It is the glasses that make this photo special. Expedition leader L.D. Brongersma probably took the photo. What exactly happened when they took it is unclear. Yet it is obvious, especially in conjunction with the other photos taken at the time, that when the Dutch expedition met the man, the atmosphere was relaxed. The photo gives pause for thought about encounters between people of completely different cultures. The glasses symbolise the limited perspective in which people view each other. Anceaux, a linguist, viewed Papuans through a Western lens. And that was precisely what he removed and gave to the man who put on those glasses and looked back at the Dutch team through those same glasses. A black-and-white photo of the man appeared on the cover of a book about ethnographic photos published in 2002 by Museum Volkenkunde (Leiden). The compilers considered it such a powerful image that they called the book ‘Anceaux’s Glasses’.
The photo is also a source of information about the decorations men wear in the Sibil Valley. Men and boys from the region rub a mixture of red earth and pig fat over their body. They also knead lumps of clay into their hair. In addition, the man in the photo has a bamboo plug in a nose piercing. It is unclear what else he has in his nostrils, possibly rodent ribs. He has two wide rings as necklaces, made from primary feathers of the cassowary, a large flightless bird related to the emu. The sharp end of each is inserted into the hollow end of the other. In his pierced and stretched earlobe he is wearing a chalk white bamboo disc.
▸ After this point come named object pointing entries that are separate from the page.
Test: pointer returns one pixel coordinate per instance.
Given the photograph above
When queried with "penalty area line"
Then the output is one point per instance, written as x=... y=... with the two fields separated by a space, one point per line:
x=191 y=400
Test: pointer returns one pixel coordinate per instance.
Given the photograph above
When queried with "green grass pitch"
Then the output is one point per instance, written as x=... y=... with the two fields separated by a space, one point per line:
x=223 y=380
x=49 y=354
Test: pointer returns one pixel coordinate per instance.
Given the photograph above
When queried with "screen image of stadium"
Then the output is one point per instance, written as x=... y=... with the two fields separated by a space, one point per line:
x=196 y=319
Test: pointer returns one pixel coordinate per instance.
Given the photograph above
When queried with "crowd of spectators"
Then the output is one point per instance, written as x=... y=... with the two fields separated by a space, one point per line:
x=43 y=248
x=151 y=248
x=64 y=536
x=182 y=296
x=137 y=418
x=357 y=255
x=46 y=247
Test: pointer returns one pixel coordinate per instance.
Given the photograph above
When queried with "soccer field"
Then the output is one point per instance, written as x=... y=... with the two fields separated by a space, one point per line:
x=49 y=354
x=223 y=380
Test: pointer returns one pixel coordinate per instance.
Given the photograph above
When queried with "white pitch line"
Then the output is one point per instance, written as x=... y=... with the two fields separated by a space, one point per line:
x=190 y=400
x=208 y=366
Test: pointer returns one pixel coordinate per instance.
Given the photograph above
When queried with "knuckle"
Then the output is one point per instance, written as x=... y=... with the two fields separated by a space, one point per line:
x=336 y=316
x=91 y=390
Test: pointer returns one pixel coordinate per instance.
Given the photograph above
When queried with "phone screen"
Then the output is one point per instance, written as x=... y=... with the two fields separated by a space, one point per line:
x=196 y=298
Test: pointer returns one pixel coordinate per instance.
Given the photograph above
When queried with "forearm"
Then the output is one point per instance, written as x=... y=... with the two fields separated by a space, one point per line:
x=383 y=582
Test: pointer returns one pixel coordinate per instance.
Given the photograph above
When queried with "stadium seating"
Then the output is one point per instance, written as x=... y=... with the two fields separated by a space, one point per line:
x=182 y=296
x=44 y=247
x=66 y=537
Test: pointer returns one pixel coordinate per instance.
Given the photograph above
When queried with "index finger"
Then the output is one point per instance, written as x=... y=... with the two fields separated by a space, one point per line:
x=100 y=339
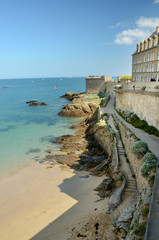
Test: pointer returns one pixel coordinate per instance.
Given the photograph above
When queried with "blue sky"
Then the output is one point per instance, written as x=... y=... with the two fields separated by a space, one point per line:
x=53 y=38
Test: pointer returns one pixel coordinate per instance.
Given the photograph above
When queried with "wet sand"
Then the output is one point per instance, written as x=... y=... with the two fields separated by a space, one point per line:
x=47 y=203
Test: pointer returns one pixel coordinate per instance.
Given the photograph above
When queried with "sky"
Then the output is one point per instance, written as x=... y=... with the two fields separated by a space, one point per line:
x=60 y=38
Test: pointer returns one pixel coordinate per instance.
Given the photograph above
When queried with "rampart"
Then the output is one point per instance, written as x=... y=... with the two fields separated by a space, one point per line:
x=142 y=98
x=96 y=84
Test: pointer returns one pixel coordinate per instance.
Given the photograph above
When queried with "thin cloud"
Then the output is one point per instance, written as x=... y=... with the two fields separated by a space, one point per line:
x=144 y=22
x=130 y=36
x=115 y=26
x=143 y=29
x=106 y=43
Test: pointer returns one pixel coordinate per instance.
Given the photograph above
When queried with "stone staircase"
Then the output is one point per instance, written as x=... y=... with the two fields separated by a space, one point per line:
x=131 y=190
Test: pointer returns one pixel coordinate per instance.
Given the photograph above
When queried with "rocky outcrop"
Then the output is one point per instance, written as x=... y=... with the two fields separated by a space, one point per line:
x=71 y=95
x=34 y=103
x=78 y=109
x=79 y=106
x=116 y=196
x=105 y=187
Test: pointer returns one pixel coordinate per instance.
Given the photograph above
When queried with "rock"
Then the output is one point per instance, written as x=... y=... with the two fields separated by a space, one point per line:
x=106 y=184
x=121 y=233
x=71 y=95
x=35 y=103
x=101 y=166
x=78 y=109
x=125 y=218
x=116 y=196
x=43 y=104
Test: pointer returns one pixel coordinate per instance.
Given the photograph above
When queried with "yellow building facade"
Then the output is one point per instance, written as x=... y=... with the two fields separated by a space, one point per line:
x=145 y=61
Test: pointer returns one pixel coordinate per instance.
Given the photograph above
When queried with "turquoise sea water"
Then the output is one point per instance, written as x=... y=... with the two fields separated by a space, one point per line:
x=26 y=132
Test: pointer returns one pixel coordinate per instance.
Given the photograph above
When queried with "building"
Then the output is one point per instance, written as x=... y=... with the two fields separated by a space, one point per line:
x=145 y=61
x=95 y=84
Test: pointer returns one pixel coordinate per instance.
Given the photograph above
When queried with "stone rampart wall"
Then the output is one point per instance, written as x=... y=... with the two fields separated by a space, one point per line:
x=145 y=105
x=135 y=163
x=141 y=86
x=95 y=85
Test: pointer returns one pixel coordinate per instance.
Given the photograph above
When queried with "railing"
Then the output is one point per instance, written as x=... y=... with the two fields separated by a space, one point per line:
x=150 y=209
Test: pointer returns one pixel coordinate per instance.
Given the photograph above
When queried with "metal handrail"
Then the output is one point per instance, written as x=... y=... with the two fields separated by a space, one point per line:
x=152 y=198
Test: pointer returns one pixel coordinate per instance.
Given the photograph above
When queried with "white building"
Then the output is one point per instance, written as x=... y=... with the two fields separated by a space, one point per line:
x=145 y=61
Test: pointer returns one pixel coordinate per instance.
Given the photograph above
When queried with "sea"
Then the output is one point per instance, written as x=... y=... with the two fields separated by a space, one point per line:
x=27 y=133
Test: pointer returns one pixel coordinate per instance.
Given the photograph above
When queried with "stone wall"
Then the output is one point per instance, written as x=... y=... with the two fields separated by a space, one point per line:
x=128 y=139
x=145 y=104
x=139 y=86
x=97 y=84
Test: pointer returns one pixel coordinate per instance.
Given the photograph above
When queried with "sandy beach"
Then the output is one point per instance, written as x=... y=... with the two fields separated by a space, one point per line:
x=38 y=202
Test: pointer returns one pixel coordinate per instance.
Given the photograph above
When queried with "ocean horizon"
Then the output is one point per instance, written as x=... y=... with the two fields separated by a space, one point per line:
x=26 y=133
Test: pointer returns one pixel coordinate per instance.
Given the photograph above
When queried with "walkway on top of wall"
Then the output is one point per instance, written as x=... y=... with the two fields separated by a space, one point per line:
x=153 y=144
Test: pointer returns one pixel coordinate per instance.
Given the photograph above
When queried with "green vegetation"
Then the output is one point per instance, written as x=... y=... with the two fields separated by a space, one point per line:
x=151 y=180
x=139 y=148
x=149 y=162
x=133 y=119
x=121 y=178
x=145 y=210
x=140 y=231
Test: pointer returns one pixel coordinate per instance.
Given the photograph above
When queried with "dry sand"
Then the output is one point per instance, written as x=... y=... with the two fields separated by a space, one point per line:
x=52 y=204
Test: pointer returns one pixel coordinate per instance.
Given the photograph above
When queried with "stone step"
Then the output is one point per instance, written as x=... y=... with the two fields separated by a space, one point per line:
x=129 y=190
x=132 y=186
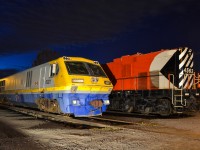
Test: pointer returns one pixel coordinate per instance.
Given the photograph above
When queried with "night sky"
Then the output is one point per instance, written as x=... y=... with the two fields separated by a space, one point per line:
x=96 y=29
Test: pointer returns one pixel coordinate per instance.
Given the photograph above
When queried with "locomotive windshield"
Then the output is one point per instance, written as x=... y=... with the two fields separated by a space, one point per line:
x=83 y=68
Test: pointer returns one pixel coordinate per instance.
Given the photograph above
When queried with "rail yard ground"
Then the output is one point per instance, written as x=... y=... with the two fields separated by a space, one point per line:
x=20 y=132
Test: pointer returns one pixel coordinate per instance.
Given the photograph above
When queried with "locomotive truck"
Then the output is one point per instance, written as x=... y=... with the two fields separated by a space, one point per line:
x=161 y=82
x=67 y=85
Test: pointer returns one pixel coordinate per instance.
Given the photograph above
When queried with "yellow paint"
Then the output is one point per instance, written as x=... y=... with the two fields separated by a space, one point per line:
x=63 y=81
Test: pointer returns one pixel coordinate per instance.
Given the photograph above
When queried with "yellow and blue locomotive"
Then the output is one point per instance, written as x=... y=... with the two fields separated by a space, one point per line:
x=68 y=85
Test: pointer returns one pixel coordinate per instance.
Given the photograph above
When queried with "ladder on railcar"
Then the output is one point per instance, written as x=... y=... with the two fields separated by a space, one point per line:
x=177 y=97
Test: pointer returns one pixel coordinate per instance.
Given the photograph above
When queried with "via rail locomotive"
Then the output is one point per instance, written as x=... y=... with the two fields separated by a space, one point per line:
x=67 y=85
x=161 y=82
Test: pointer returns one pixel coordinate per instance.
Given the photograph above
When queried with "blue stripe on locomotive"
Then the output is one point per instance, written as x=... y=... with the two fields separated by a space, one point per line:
x=65 y=101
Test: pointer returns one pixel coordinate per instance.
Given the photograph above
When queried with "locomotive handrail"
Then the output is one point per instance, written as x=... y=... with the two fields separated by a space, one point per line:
x=169 y=76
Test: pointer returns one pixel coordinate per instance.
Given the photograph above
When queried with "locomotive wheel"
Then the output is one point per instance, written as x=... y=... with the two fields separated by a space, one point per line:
x=164 y=107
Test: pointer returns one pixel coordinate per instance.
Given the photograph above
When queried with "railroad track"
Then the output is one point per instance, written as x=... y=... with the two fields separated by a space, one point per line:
x=57 y=117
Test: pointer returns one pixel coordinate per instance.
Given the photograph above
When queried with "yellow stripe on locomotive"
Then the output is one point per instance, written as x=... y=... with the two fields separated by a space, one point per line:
x=71 y=85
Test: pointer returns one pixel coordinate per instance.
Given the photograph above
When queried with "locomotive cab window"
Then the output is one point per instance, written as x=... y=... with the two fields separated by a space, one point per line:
x=53 y=70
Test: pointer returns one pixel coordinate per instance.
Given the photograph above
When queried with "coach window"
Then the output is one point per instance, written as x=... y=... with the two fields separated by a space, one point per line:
x=28 y=79
x=54 y=69
x=2 y=85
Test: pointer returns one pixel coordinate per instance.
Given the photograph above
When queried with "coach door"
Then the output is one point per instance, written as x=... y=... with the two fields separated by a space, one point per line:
x=42 y=78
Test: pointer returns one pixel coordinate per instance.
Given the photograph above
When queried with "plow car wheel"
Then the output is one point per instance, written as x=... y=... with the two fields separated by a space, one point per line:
x=164 y=107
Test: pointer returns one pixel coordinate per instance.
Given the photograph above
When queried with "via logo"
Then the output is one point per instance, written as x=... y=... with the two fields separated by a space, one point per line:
x=94 y=79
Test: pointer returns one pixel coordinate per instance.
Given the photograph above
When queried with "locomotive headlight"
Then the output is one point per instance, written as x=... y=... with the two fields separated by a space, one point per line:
x=187 y=94
x=74 y=89
x=107 y=82
x=75 y=102
x=106 y=102
x=109 y=90
x=77 y=80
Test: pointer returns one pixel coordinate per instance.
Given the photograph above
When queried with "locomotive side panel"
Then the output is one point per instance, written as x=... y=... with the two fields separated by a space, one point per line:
x=54 y=87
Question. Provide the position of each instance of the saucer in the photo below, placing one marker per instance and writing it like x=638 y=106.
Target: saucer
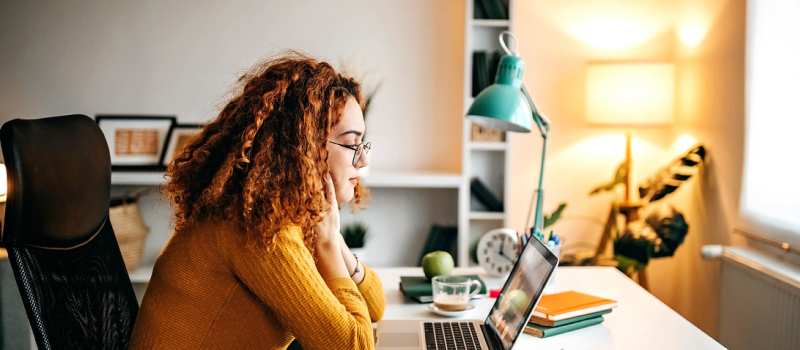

The Star Mountain expedition was organised by the Royal Dutch Geographical Society (KNAG). It attracted scientists from all kinds of disciplines. And the expedition was surrounded by enormous publicity. Press, radio and television regularly reported their progress. Film reports by the Netherlands Government Information Service were shown in cinemas. The expedition cameraman was Pieter ter Laag, a film-maker who worked at the information office and radio station in the capital of Netherlands New Guinea, Hollandia, today’s Jayapura.